A Dorchester man with a long criminal record pleaded guilty yesterday to both federal sex-trafficking charges and to charges he talked about "taking out" or kidnapping people who might have been testifying against him.
Bruce "Arki" Brown faces sentencing on Feb. 10. on charges of sex trafficking of a minor; transportation of a minor for purposes of prostitution, conspiracy to commit sex trafficking by force, fraud and coercion (two counts), obstruction of justice and witness tampering, the US Attorney's office reports. He faces a potential life sentence just for sex trafficking of a minor.
The indictment against Brown and an alleged fellow conspirator charges that between 2004 and 2019, Brown pimped out four women and that in 2012, he transported a teenager to Maine to work for him as a prostitute.
Had he come to trial, prosecutors, say, "each of the victims will testify about Brown’s methodical exertion and maintenance of control over them through his use of force, fraud, and coercion in connection with the charged offenses."
According to an affidavit by a Newton police officer who worked with the FBI on the case, after Brown was first indicted last year, one person who knew him contacted the FBI because he was talking about "taking out" people he thought would testify him.
The affidavit says Brown also talked to people who visited or called him at a federal detention facility in Rhode Island that he needed their help convincing possible witnesses and victims to tell investigators everything was a big mistake, to, as he said in one case after it sunk in he could be facing life, "just write a letter saying, yo, misunderstanding, ya feel me? And get it notarized, you know what I mean? No hard feelings, something like that, ya feel me? I really need help right now."
But, the affidavit continues, the co-conspirator Brown was talking about also talked about getting the victim in question to his apartment and then keeping her locked up there until after Brown's trial. The co-conspirator first tried to feel out the victim via Facebook; she immediately reported that to the FBI - and showed them screen captures of his messages, one of which ended:
He just called me and said he wants to talk to you and make sure there isn't any issues and he wants me to look after you ... Plz hmu sweetness and you put on some weight but you still look yummy.
According to prosecutors, even as he was trafficking women, Brown was engaged in a whole series of other criminal activities that resulted in numerous convictions on state charges over the years on everything from assault and battery to drug trafficking.
The Defendant has an extensive criminal history evidencing numerous arrests and dozens of prior criminal convictions. Based upon the government’s review of Brown’s record, he has been charged with at least 52 felonies and 42 misdemeanors. Of those charges, he has been convicted of at least 11 felonies (including convictions for Assault and Battery, Possession with Intent to Distribute Class B and Class D substances, Distributing Class B Substances, and Conspiracy to Violate the Controlled Substance Act) and 28 misdemeanors, respectively.

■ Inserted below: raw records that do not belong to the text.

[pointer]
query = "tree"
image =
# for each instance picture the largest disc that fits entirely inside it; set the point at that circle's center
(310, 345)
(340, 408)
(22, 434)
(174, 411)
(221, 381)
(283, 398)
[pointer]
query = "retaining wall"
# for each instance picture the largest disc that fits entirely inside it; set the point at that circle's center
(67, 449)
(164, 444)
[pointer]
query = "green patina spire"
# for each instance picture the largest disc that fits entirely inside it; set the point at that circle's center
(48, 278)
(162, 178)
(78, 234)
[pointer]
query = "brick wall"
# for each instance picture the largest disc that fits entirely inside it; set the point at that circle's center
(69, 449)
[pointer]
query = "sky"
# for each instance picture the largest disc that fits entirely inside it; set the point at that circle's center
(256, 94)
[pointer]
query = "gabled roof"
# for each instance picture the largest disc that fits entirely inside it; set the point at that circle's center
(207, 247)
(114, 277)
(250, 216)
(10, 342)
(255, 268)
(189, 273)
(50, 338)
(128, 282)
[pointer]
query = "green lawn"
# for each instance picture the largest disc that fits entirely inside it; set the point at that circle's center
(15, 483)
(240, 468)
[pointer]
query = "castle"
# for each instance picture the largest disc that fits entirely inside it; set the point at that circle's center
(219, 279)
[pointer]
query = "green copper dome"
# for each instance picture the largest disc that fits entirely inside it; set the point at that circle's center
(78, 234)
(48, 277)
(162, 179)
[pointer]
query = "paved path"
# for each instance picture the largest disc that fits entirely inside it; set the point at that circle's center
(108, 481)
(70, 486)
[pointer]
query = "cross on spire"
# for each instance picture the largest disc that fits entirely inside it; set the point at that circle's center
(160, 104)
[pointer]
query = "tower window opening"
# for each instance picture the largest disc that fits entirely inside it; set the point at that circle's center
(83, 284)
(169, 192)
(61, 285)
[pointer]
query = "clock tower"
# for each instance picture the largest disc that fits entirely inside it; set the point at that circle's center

In 2016, prosecutors say, Boston Police conducted a search of Brown's apartment at 99 Wayland St. in Dorchester and found a plastic bag full of crack, more bags and a scale and a box of 31 rounds of ammunition - in addition to a female pal and two young children, one his, one hers. In 2015, police found him with a loaded gun in a jacket he was wearing while on a car trip - he was charged with various gun violations and being a Level 3 armed career criminal.
The government detailed these and other charges in an August, 2020 motion urging a federal judge to reject Brown's request to be released from federal detention because of Covid-19. The judge agreed with prosecutors that Brown's criminal past, his indictments for witness tampering in the sex-trafficking case and the fact he was facing up to life in prison far outweighed any risk he might face from Covid-19, especially since he had none of the underlying conditions that would put him at higher risk.
Brown then contracted the virus, after which he again requested to be sprung from the Wyatt facility; prosecutors made the same basic arguments and said he had come down with only a relatively mild case of the illness, from which he soon recovered.